Ich verstehe ja was du meinst, unglückliche Menschen erscheinen oft tiefsinniger, vielleicht sogar menschlicher, aber frag mal die Unglücklichen, ob sie diese Dinge nicht gerne aufgeben würden. Außerdem gilt das auch nur bis zu einem gewissen Grad, irgendwann stumpft Unglück ab und macht empathielos.
Nein, Michele, das meine ich nicht. Es geht immer auch um die Ursachen von 'Glück' oder 'Unglück', die selten statisch sind und häufig sehr viel mit uns selbst zu tun haben. Für jeden Menschen gilt, dass er durch die rationale und moralische Durchdringung seiner Situation 'tief' werden kann. Sehr oft sind die beiden Extreme Ergebnis unserer
Bewertung der Situation. Natürlich nicht im Fall des Selbstmordes eines Kindes. Das sind die Schicksalsschläge, die man hinnehmen muss. Wir sind nicht alle gleich zur Glücksfähigkeit geboren. Ich habe mal gelesebn, dass wir unterschiedlich mit den Glückshormonen ausgestattet sind und eine Situation, die für den einen ok ist, den anderen schon sich unglücklich fühlen lässt. Es gibt keinen Weg aus dieser Gemengelage hinaus.

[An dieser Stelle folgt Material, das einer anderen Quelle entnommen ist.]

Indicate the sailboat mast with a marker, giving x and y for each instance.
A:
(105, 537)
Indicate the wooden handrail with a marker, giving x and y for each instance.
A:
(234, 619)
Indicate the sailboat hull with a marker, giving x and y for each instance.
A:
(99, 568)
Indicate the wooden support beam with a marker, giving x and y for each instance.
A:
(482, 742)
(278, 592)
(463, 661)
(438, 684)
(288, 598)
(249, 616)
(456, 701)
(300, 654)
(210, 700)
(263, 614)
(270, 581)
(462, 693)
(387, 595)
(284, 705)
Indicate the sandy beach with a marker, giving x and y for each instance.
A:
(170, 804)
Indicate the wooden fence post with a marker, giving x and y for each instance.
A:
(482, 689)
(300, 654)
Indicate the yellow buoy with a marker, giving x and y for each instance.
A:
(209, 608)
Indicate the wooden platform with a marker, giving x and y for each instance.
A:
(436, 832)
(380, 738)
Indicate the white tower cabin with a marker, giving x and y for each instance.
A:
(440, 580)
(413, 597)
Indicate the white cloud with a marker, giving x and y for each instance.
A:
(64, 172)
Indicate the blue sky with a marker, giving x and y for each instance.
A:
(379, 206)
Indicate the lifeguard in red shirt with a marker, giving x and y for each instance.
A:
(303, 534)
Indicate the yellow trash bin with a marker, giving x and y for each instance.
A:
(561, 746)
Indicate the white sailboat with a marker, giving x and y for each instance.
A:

Glück oder Unglück werden allein durch unser Gehirn hervorgerufen und haben oft nichts mit unseren Lebensumständen zu tun.
Das sehe ich nicht so. Natürlich gibt es Erkrankungen des biochemischen Haushalts, die diesen Schluss nahe legen. Aber das ist die Ausnahme, nicht die Regel. Die Neurowissenschaften brechen gerne alles auf diese chemischen Botenstoffe herunter, ohne die nichts passieren würde - selbst die Liebe wäre so etwas - und das Ich nur eine Fiktion. Das kann man so sehen. Man kann aber auch sein Leben annehmen, seine Herausforderungen annehmen, lieben und sich Aufgaben widmen und all diese Botenstoffe fleißig produzieren, die dann für uns die Fiktion von Selbstwirksamkeit entstehen lassen. So what?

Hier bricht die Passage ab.